Ломов вспомнил, как в детстве его первый раз назвали евреем, тогда это было просто синонимом слова «жадина», к этому воспоминанию прилепились другие – в разное время сделанные замечания насчет чистоты национальности Ломова, все они собрались в один Кубик Рубика, замкнутый, но подвижный, вращались и задвигали друг друга, создавая в голове Ломова калейдоскоп пьяных видений. И в них Ломов пытался разглядеть что-то общее, понять, насколько вероятно, что все это – правда, что есть какая-то причина называть периодически его евреем. Или это вообще так заведено, и многие на протяжении жизни подвергаются этому и бывают обзываемы евреями. Любой же человек ловил хоть раз в свой адрес «дурака», чем же евреем обзываться хуже?
Усач бесперебойно сыпал шутками, как телевизор. Вдруг замолк, отхлебнул пивка, приблизился к Ломову:
– Вижу, вижу, брат, тоску твою, в глазах она, тоска семитская.
Раззадоренный, Ломов обернулся:
– А вот у кого мы спросим сейчас, – схватил он за лацканы пиджака попавшего под руку очкарика, – есть в глазах моих тоска семитская?

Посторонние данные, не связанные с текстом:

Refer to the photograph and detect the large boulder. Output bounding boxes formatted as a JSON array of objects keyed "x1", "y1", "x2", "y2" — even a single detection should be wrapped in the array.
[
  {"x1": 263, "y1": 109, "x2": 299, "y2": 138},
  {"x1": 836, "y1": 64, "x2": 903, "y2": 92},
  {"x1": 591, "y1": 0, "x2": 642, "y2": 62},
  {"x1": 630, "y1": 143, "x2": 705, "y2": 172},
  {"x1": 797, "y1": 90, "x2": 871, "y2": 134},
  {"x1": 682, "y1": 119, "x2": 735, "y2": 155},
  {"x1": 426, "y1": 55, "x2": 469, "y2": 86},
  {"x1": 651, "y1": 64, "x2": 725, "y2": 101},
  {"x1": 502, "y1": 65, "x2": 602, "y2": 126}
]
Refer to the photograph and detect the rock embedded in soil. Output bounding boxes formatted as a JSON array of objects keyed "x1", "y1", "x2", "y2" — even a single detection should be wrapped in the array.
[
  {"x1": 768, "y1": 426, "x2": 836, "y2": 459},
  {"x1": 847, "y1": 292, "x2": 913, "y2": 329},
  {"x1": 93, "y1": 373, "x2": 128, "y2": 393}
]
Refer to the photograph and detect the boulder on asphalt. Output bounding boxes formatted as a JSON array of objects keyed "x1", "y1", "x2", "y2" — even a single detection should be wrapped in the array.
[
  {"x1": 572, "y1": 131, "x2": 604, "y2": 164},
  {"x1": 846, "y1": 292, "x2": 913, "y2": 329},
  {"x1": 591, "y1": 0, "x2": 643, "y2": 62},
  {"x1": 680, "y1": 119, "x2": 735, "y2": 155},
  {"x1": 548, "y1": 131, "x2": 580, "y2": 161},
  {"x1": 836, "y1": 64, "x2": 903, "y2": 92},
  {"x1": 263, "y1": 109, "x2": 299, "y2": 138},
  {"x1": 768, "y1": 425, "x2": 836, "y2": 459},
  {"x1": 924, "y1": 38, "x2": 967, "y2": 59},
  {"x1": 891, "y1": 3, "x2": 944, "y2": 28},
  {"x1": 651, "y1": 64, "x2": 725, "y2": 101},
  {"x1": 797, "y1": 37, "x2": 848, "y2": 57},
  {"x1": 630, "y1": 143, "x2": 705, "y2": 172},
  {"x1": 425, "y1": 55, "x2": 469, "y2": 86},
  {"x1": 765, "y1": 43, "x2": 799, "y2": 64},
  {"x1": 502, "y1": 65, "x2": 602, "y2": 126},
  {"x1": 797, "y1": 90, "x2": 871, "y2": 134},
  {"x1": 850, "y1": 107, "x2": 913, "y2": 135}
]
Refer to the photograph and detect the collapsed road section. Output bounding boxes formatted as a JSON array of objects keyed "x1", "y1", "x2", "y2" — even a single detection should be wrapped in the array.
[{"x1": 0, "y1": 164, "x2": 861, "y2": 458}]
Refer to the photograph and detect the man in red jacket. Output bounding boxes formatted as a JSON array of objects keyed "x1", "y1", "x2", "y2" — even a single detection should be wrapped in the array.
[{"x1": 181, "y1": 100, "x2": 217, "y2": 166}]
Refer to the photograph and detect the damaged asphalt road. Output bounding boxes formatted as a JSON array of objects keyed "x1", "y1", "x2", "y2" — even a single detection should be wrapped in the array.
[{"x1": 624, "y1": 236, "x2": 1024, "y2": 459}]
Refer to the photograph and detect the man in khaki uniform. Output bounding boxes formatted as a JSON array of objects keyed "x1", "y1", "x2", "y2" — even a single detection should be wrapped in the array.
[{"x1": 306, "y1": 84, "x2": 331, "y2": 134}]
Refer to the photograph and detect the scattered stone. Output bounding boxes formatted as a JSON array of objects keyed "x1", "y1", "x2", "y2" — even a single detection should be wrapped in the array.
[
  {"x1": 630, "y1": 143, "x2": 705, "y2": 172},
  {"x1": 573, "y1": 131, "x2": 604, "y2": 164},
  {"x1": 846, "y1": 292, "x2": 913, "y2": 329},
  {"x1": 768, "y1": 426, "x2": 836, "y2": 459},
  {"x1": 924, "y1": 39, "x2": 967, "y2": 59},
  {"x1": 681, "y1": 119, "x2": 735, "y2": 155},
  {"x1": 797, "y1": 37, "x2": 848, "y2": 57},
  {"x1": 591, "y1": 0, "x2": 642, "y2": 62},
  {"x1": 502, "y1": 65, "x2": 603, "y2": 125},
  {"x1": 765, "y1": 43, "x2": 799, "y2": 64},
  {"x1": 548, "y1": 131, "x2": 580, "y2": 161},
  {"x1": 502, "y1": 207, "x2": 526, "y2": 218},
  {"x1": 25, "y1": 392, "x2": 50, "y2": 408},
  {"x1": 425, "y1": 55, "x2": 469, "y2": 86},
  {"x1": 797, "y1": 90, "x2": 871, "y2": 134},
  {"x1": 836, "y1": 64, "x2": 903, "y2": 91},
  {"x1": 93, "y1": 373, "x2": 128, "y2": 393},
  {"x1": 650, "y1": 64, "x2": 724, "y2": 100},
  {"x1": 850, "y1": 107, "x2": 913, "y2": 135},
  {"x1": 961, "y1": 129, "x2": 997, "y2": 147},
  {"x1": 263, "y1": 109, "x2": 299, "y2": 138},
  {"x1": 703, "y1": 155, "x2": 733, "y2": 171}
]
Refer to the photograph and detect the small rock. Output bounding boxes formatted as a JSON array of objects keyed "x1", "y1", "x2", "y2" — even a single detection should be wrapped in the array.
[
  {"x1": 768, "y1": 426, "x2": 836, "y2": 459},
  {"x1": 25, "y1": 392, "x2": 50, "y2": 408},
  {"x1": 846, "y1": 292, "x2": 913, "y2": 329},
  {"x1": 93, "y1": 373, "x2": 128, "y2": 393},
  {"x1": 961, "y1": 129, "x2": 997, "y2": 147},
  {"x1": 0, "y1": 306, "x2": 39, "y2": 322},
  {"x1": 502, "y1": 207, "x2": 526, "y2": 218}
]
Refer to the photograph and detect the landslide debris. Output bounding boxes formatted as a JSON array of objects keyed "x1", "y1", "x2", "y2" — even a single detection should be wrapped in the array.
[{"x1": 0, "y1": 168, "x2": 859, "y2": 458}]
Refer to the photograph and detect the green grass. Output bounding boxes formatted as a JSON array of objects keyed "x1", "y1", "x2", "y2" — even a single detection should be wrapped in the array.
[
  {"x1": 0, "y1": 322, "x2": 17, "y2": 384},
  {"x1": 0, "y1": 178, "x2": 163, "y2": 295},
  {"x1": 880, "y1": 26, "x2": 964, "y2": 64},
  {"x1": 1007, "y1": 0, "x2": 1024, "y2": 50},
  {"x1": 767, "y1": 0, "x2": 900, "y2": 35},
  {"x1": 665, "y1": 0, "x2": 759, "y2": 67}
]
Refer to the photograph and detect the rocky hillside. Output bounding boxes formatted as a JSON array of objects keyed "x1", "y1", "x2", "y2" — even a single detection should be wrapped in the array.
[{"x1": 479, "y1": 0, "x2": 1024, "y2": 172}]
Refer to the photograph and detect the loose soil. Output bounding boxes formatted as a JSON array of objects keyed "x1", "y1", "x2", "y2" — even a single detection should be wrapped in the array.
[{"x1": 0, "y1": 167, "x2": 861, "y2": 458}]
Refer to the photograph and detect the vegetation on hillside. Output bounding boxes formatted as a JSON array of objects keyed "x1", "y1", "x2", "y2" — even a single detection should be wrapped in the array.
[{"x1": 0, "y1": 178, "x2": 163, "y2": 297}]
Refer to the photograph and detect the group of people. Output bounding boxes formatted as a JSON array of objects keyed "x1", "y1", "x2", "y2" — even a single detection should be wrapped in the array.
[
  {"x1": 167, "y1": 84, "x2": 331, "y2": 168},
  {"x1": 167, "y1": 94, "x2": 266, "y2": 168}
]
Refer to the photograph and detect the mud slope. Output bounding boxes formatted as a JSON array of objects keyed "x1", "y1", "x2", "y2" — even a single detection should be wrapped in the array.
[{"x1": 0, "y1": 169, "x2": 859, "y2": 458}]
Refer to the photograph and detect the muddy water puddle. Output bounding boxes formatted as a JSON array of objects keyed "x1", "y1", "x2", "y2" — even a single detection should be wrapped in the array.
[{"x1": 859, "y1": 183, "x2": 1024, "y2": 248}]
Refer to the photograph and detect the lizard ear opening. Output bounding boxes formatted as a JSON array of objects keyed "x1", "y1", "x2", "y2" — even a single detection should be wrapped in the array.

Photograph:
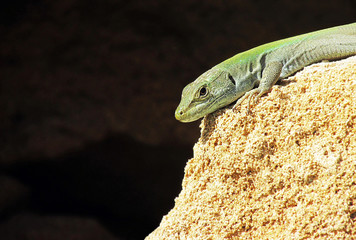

– Ну-ну, отпусти человека, – засипело в усы.
Незнакомый человек не сопротивлялся, и Ломова это успокоило, как удовлетворенный собственным превосходством медведь, он, потрепав, отпустил мелкого зверька.
Но на него начинали косо поглядывать, сзади подбирался охранник. Нужно было отступать. Обеспечить прикрытие. Допил пиво, кружку притулил кое-как к кружку. В дорогу взяли бухла. На треть еврей следил, чтоб ничего не разбилось и никто не упал. Смотрел по сторонам, смеялся, напевал и насвистывал. Вышли на улицу закурили. Ломов скалился проходящим женщинам, усачий комментировал, оценивал походку, грацию, стан. Шли весело, запивали водку пивом и запевали песни с матюгами.
Когда-то Ломова турнули из милиции (тогда еще милиции), и три года он работал вышибалой в борделе. Вышвыривал за шкирку борзую пьянь, пил кофе с проститутками, спал на их скверных простынях, ломал носы, выворачивал руки, ревновал, крушил, разбивал, катался ночью со шмарами пьяным, ржа и обливаясь шампанским. В общем, как и раньше, пользовался служебным положением и превышал полномочия… Внезапно все закончилось. Не желавшему платить клиенту Ломов сгоряча пробил голову чайником. Чайник носиком вошел поганцу в череп, так что можно было заливать его голову кипятком. На вызов приехал наряд, где Ломов встретил своего однокашника и земляка.